The relevant subconclusion is that this algorithm, which is an optimizer, splits its function to a sum of convex pieces, then does a form of gradient ascent on each piece, then finds a global maximum based on that, all in a certain number of iterations of the ascent being performed on all the pieces at once. The complicating factor is that the form of the pieces changes on each iteration.

view this post on Zulip Mario Carneiro (Mar 04 2021 at 18:52):

Most likely, you will have to prove it yourself, although the proof might just be stringing tactics together if you are lucky. A #mwe would be helpful, as this is not a common application so I would like to see how you've set things up

view this post on Zulip Jared green (Mar 04 2021 at 19:07):

Truth be told, what i have isn’t even in lean yet, it is in liquidhaskell form. I cannot check it in that form, so I plan on porting it. It is 500 lines in length. How would you like to see it?
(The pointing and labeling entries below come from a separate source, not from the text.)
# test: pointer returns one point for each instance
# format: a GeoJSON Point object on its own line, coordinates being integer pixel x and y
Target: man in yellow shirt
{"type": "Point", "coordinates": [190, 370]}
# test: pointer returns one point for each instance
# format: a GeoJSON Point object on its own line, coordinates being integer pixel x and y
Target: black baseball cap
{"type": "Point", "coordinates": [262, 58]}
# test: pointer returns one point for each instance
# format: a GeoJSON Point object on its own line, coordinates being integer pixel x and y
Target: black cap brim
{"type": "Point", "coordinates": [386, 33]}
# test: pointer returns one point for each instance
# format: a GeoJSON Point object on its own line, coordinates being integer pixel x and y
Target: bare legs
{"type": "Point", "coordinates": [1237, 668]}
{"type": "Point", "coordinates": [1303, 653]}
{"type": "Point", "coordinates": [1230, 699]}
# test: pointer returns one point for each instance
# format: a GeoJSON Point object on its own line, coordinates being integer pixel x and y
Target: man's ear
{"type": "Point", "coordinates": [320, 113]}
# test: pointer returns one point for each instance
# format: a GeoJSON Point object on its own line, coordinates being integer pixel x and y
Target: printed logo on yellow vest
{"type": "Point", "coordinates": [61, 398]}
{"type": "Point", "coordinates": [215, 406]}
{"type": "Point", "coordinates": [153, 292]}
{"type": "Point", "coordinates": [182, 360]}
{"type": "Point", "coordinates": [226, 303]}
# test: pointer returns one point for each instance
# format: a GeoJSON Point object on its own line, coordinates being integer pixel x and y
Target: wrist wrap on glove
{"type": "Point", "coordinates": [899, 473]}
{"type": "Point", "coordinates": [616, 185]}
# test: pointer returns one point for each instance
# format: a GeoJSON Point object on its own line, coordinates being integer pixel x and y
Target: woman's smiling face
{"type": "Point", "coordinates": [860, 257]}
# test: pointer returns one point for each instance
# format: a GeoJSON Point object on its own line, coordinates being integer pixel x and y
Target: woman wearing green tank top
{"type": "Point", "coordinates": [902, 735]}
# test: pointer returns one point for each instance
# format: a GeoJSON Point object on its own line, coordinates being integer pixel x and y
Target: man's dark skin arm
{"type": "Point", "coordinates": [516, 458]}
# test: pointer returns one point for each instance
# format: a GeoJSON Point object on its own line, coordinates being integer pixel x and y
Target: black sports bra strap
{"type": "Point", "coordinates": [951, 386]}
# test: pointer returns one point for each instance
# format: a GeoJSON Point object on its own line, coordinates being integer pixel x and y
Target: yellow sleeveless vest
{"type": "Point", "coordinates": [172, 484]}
view this post on Zulip Jared green (Mar 04 2021 at 19:33):

Once i port what i have, where do i place the proofs for the propositional parts of the functions’ outputs?

view this post on Zulip Mario Carneiro (Mar 04 2021 at 20:03):

You can post a gist if you want to share the whole 500 lines, or you can focus on a part in a code block here

view this post on Zulip Mario Carneiro (Mar 04 2021 at 20:04):

It's possible to write refinement types in lean using subtypes {x // p x}, but it's usually a better idea to define the algorithm separately from the proofs

view this post on Zulip Jared green (Mar 04 2021 at 20:34):

The proposition that i am trying to prove is: P=NP. The algorithm I’m designing solves instances of a modified form of SAT.
The representation is a network of nodes, one type representing bits that can be connected to any number of the other type, gatenodes, each one representing a reversible logic gate with a certain number of bidirectional ports, where information goes both ways. Each bit has a weight for how likely it is to be its current value.
For each gatenode, the algorithm selects a possible state that maximises the total amount of weight, with 1-(currentweight) fo a bit flip, independently.
Then the bitnodes take on the Boolean value given more weight everywhere it is connected, and its new weight = proportion of total weight for that value.
If nothing changes the least certain bit (if any are uncertain at all) is flipped, though I’m not sure if that breaks it.
Repeat until either the iteration cap is reached or everything is certain.
Return the result.

view this post on Zulip Scott Morrison (Mar 04 2021 at 21:23):

Might I suggest that you first get some experience with formal proofs by trying to prove something that is more likely to be true?

view this post on Zulip Scott Morrison (Mar 04 2021 at 21:26):

Don't get me wrong, P \ne NP is a fine problem, and I'm glad that people with ideas on it try to formalize them, but learning to use an ITP and tackling problems like this are both ambitious, and probably best done sequentially rather than concurrently.